Here is a compromise. Let us call preferred stock flexible debt - it does give you advantages when it comes to default risk. However, a tax paying company pays a huge cost for using preferred stock. i will wager that if you took away the two categories of firms that I listed in my post, that the bulk of preferred stock issues woulld cease.

not-so-erudite said...

Actually, I don't see much use for it outside of the regulatory capital sphere. Though I can tell you from personal experience that lots and lots of company CFOs have tried to use preferred stock as window dressing to meet target ratios and bank covenant limitations. NOT a good use!

UIUCFINANCE said...

One thing that leaves me a bit confused is why it is an "expensive" method of raising funds.

Shouldn't the market supply these funds until the costs reaches equilibrium, i.e. not "expensive".
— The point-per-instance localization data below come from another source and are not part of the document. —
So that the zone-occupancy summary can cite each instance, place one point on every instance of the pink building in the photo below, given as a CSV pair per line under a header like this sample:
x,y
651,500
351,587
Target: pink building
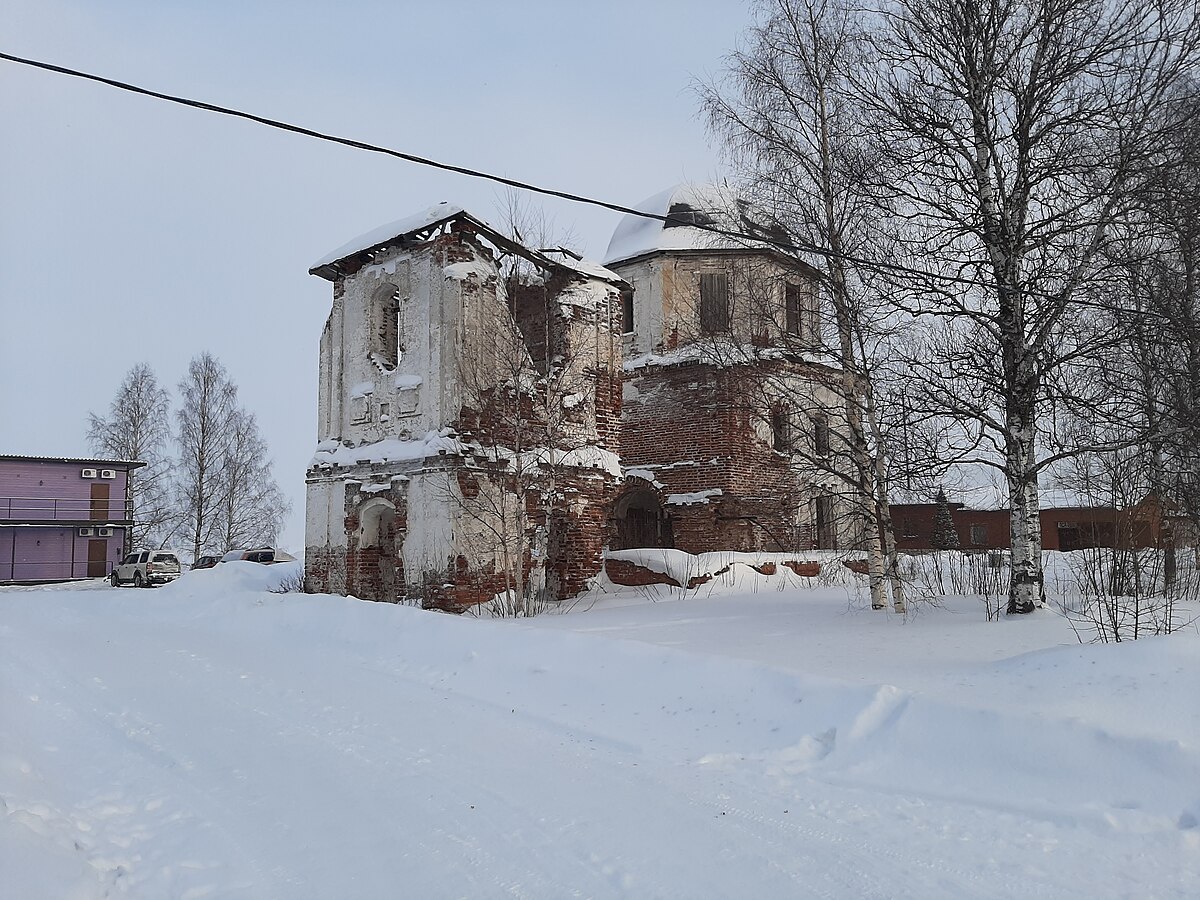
x,y
63,519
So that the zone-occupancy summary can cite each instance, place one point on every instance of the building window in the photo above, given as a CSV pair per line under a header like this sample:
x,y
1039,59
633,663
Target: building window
x,y
385,327
714,303
823,523
627,312
821,436
781,430
793,309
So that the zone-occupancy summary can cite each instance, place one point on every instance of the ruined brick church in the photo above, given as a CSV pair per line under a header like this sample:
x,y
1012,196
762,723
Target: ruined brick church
x,y
495,418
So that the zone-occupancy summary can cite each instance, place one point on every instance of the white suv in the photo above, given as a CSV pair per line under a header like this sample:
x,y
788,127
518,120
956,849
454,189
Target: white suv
x,y
147,568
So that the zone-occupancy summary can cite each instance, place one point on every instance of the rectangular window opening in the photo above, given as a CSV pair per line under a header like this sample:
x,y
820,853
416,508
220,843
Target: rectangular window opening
x,y
627,312
714,303
781,430
821,436
792,309
825,526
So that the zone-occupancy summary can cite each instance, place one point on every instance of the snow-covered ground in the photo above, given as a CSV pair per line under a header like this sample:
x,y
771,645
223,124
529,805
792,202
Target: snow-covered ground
x,y
215,739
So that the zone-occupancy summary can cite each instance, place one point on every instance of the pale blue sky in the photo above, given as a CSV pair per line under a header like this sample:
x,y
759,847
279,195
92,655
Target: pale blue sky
x,y
137,231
It seems to me it is more expensive than typical debt in nominal terms, but if the market is efficient, the difference in nominal rates is deserved, again not "expensive".

Aswath Damodaran said...

The market will deliver an equilibrium return, given the risk in the investment. Thus, the preferred dividend yield will be higher than the pre-tax cost of debt but lower than the cost of equity. What makes it expensive is the tax laws that are titled towards debt. The market can and should do nothing about those tax savings.. That is why the after-tax cost of debt is so much lower than the preferred stock cost.

ZZ said...

Prof ... how do I add rss feed for your blog?!

ZZ said...

ignore the previous comment,, i got it!

Swati said...

Prof,

It would be nice if you could give your opinion about the latest move of FASB (the relaxation of the Mark to market accounting rules) and what sort of an impact it would have in the long term.

Uiucfinance said...

Paint over cracks!

astrolog said...

Read the fine print of the prospectus. Perpetual preferred stock has no obligation to pay either a dividend or to redeem. This means financial institutions were effectively raising capital at Zero interest and Zero redemption. HOWEVER like everything else confidence is everything and despite having gone through the financial superstorm all major banks (other than the insolvent) are STILL paying dividends on their prefs although there is no compulsion to do so. Why do you think the UK is now converting UK Treasury held pref shares to equity - I suspect in advance of the next wave when pref share dividends will be cut. Compare this to Ford's Pref Convertible on NYSE - F-S which has recently cancelled its dividend.